G20 wrangles over imbalance indicators, inflation

G20 wrangles over imbalance indicators, inflation

Paris: The world’s major economies were split on Friday over how to measure imbalances in the global economy to help avert future financial crises, Japan’s finance minister said, but negotiators said a compromise was possible.

Speaking hours before the start of a meeting of G20 finance ministers and central bankers, Yoshihiko Noda said he was not sure they would reach any agreement on a set of indicators to assess economic equilibrium.

“It is uncertain whether the countries will agree on all indicators, but I think agreement on some is possible," Noda told reporters.

“From working group discussions, I get the impression countries are now split in half about their opinions."

G20 sources said China and Germany were dragging their feet in preparatory talks over a balance of payments indicator while Beijing was resisting including measurements of the real foreign exchange rate and currency reserves in the package.

Differences over the causes and cure of global economic imbalances were on display at a public debate among the world’s top central bankers on Friday.

Bank of England Governor Mervyn King, reflecting the view of many Western policymakers, said the world risked protectionism or another financial crisis if policymakers failed to tackle currency distortions and other imbalances.

Chinese central bank governor Zhou Xiaochuan said Beijing would decide the pace of the appreciation of the yuan on its own and would not be swayed by pressure from other countries.

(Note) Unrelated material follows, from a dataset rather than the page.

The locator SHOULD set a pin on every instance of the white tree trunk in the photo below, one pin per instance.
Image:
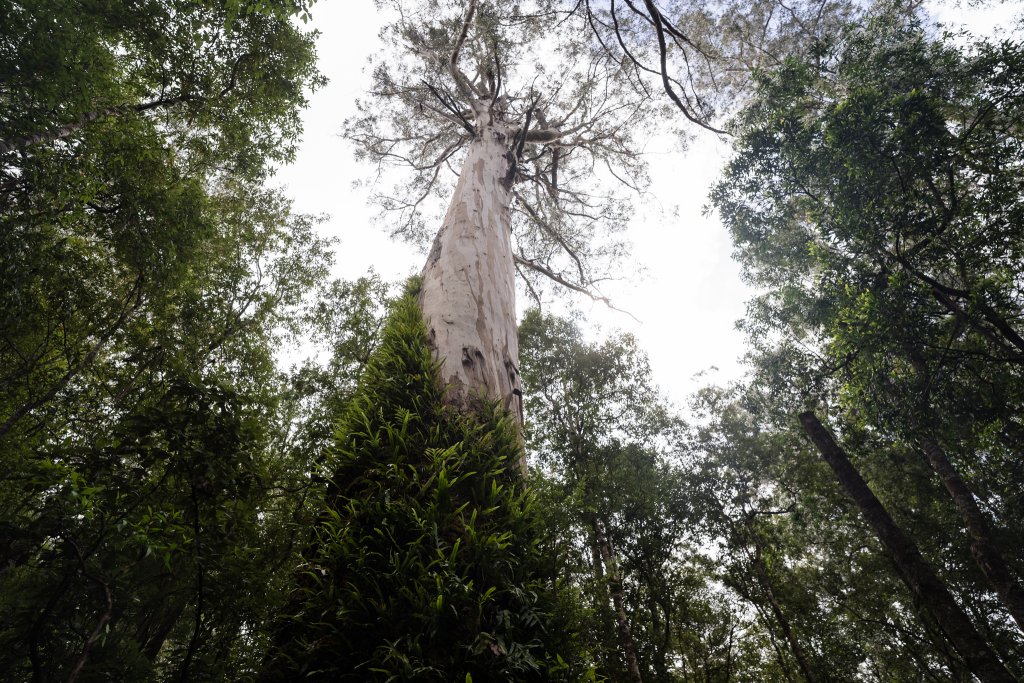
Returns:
(468, 291)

Simply adjusting exchange rates would not influence Asians’ savings behaviour, he said.

“A reform of the international monetary system is in order so as to prevent the over-concentration of foreign assets in one particular currency," he said in a reference to the dollar, urging greater use of IMF Special Drawing Rights instead.

A German source cast doubt on a deal at the two-day Paris meeting, saying Berlin wanted nothing less than a full list of five indicators to be used to tackle global mismatches.

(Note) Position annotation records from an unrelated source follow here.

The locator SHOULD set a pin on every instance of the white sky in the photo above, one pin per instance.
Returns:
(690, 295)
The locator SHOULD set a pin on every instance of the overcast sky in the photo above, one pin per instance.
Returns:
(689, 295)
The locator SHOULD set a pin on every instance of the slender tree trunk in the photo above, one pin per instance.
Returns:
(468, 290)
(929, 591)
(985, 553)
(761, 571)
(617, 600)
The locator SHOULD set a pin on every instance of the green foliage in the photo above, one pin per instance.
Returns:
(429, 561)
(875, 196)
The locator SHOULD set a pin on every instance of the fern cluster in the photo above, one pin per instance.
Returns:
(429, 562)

“It is hard for us to imagine leaving some out, for example leaving out the currency-related ones while holding on to the current account one," the German source told Reuters.

But another European source said a possible compromise could involve listing the other indicators - exchange rates, currency reserves, public debt and deficits, and private savings - while making clear the initial focus would be on current accounts.

France has run into opposition with its push for greater transparency and regulation of commodities prices and a reform of the international monetary system and is pinning its hopes on measuring imbalances in the world economy, where the G20 nations account for around 85% of GDP.

Finance minister Christine Lagarde said she hoped the first ministerial meeting of France’s year-long G20 presidency would agree a preliminary list of indicators in a two-step process leading to guidelines for unwinding distortions later this year.

With world shares near 30-month highs, driven by bullish views of economic growth, investors seem content for the G20 to take its time, whereas at the height of the crisis two years ago markets were baying for policy action.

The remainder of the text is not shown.